Social Innovation Camp Nigeria ended Saturday night, and with it, two days of near hell on earth. More on SICamp Nigeria later, though.
At work a little while back, we had a hiccup with our messaging server. In the attempt to resolve the issues, we uninstalled the server application and reinstalled it a couple of times (at the end of the day, the actual problem was unrelated).
This particular product comes with a web-based user portal. Uninstalling the application also wiped out the web pages. Normally, it might not have been a major issue, but the problem is that we’d made some expensive customizations to the portal (expensive because the portal runs on ASP — no, not ASP.NET, classic ASP, in VBScript, no less — and over 80 per cent of the markup of the pages is churned out using Request.Write
statements. I can almost hear the screams), and in my haste to resolve the bigger problem (how to get messages moving again), I created a new problem, namely, resetting the web portal to (crappy) factory settings.
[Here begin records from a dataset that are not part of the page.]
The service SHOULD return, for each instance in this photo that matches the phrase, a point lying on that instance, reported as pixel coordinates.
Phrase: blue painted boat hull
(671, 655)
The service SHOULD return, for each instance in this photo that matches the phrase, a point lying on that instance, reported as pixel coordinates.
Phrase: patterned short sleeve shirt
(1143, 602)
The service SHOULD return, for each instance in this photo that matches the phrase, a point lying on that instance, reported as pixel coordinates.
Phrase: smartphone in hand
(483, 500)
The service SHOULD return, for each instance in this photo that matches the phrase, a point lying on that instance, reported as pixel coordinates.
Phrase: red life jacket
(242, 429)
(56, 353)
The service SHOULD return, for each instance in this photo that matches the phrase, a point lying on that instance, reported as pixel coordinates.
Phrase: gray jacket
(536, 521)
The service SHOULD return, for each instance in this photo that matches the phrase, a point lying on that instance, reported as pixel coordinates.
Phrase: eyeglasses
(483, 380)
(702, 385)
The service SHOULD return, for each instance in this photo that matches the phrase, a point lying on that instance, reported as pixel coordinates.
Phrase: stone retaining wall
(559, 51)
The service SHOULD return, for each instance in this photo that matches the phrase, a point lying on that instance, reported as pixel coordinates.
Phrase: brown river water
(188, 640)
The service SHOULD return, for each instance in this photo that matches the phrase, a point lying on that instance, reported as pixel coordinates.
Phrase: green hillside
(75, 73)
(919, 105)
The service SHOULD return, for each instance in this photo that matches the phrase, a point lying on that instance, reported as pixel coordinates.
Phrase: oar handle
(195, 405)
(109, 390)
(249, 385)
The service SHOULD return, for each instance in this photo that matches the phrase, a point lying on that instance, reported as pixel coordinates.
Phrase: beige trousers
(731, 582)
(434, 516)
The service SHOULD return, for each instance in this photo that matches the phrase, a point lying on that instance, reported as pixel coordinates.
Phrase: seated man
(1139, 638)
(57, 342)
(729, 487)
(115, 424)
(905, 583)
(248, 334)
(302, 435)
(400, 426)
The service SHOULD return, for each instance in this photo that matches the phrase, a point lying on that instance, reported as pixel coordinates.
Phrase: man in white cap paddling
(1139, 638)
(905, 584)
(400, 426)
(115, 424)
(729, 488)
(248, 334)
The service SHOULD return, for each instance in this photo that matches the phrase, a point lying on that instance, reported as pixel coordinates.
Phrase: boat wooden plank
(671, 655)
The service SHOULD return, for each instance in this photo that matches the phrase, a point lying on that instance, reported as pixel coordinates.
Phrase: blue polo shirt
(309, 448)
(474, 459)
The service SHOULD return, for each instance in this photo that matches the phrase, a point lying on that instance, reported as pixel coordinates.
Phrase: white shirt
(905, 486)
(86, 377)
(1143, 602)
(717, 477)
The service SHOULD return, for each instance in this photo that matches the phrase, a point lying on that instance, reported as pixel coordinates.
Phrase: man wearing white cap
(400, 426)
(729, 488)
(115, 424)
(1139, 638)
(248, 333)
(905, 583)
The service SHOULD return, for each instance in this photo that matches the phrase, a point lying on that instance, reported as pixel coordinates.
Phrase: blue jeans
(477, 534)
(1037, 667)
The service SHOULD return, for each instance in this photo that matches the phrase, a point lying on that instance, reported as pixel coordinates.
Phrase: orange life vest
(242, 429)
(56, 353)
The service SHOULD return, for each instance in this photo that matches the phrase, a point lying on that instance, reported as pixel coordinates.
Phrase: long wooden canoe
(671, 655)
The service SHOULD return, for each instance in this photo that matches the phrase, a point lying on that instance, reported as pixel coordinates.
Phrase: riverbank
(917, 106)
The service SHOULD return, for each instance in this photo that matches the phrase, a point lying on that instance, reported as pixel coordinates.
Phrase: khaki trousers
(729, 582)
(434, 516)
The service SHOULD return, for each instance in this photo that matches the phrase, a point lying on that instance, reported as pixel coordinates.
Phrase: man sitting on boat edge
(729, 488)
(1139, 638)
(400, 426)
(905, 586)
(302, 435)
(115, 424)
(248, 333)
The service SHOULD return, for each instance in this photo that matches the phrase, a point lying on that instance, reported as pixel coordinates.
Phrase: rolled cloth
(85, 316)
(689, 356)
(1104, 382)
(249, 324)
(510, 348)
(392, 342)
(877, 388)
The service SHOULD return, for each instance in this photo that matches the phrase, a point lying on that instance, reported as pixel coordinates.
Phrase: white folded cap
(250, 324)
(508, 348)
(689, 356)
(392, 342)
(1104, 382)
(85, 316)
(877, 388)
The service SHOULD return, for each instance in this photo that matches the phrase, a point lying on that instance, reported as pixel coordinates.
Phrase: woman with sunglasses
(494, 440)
I’d tried several times to write a new web portal in .NET but always gave up before getting far (yes, story of my life). After the server application started working properly, my next task was to make the portal usable again (practically all our customers who use the web portal need at least one of our customizations, some JavaScript tweaks a colleague worked in, which got lost when the uninstall ran). Unfortunately, just when I wanted a quiet day to spend coding, we had visitors. And Mr Baby decided to be very active. So I didn’t get anything done when I had motivation, and by the time everyone left and I had no calls on my attention I was too tired to see straight.
Today, I decided (I can’t remember the exact motivation, though) to try to replace the functionality missing in the pages. Now, I haven’t done JavaScript in ages (over 4 years, I guess I really do dislike doing human interface development), so the development time was split between W3Schools, ##javascript on Freenode, Chrome’s developer tools and Eloquent JavaScript. I ran into some hiccups, but I got it done at last.
Now comes the irony
One of our clients complained that they couldn’t use the old system, so I cooked up a Python script to use the web service interface of the messaging server to send messages for them. After I completed the change, I emailed them to try the new modifications. The lady called later to complain, “it’s not responding”, and with a plea to send the messages for her.
All that work for nothing. And then someone will ask me why I think women are unreasonable.